母への「だいじょうぶ」は、"I'm fine" だった。状態の報告として、わりと、まっすぐ、訳せる。
カズへの「だいじょうぶ」は、"That's all right" あたりだった。許可、に、近いけれど、許可、より、薄い。
隣の席のやつへの、断りの「だいじょうぶ」は、"No, thanks" だった。これは、断り、として、はっきり、している。「だいじょうぶ」より、輪郭が、強い。日本語の側の、薄さは、英語に、移すと、消える。
三つ、訳して、やめた。妹の「だいじょうぶだよ」と、自分への「だいじょうぶ」は、訳さなかった。訳しにくかった、というよりは、訳すと、別のものに、なってしまう、気が、した。
「うん」のときと、似ていた。一語が、別々の場面で、別々の機能を、薄く、運んでいる。英語に、移すと、ひとつの場面、ひとつの機能、しか、拾えない。残りが、こぼれる。こぼれるけれど、こぼれても、いい。元の五音は、こぼれないで、こっちの口に、残る。
ベッドに、寝そべって、天井を、見ていた。今日の「だいじょうぶ」は、書き出してみたら、六つ。母に、カズに、ヤマモトに、隣の席のやつに、妹に、自分に。
状態の報告、許可、確認の問い、断り、相手への安心、自分への鎮静。同じ五音が、ぜんぶ、別の働きを、していた。「うん」のときも、似ていたけれど、「だいじょうぶ」のほうが、機能の、幅が、広い。「うん」は、応えだけ。「だいじょうぶ」は、問いにも、応えにも、自分にも、向く。
「うん」のとき、判定しないで、受け取る、というのが、何の倫理なのかは、わからない、と、書いた。
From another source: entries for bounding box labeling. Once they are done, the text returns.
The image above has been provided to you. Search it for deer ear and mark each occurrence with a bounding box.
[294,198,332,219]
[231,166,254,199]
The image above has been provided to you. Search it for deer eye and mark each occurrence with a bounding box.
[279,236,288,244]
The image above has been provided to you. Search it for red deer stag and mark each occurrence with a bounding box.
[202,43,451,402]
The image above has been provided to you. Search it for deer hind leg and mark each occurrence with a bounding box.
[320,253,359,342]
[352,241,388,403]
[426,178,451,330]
「だいじょうぶ」も、たぶん、似た場所に、ある。「だいじょうぶ」は、状態を、薄く、伝える。伝えて、相手の、判定を、待たない。相手の、「だいじょうぶ?」も、こちらの、判定を、求めていない。状態の、軽い、確認。確認の輪を、閉じて、また、別のことに、戻る。
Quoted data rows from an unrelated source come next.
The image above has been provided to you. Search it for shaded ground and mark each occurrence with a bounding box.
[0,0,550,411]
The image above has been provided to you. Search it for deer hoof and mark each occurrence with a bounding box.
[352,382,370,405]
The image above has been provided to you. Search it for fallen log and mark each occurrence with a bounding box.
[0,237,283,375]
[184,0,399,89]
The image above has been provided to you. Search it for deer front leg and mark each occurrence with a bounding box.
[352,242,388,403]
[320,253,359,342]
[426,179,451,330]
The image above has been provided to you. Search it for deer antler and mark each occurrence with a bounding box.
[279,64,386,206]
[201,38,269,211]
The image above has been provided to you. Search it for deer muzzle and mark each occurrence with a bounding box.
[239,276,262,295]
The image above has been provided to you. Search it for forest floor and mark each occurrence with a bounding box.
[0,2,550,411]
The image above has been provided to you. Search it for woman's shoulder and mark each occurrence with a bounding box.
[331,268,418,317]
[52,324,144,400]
関係が、ちょっとずつ、続いている、というのが、こういう五音の、繰り返しの、上に、たぶん、ある。介入しないで、見捨てない。判定しないで、受け取る。「だいじょうぶ?」と、聞いて、「だいじょうぶ」と、返す。それで、確認の輪が、閉じる。閉じても、関係は、続く。明日、また、「だいじょうぶ?」と、聞かれたら、また、「だいじょうぶ」と、返す。
窓の外で、街灯が、ひとつ、灯った。
「だいじょうぶ」と、俺は、自分のなかで、もう一度、言った。
今日が、終わる、という、事実を、自分に、返す音。「うん」のときの、最後の「うん」と、ほぼ、同じ場所に、ある音。けれど、ちょっとだけ、違う。「うん」は、事実を、受け取る。「だいじょうぶ」は、その事実に、薄く、保証を、つける。今日が、終わる。終わっても、だいじょうぶ。明日も、たぶん、ある。たぶん、ある、ということに、五音だけ、薄く、被せる。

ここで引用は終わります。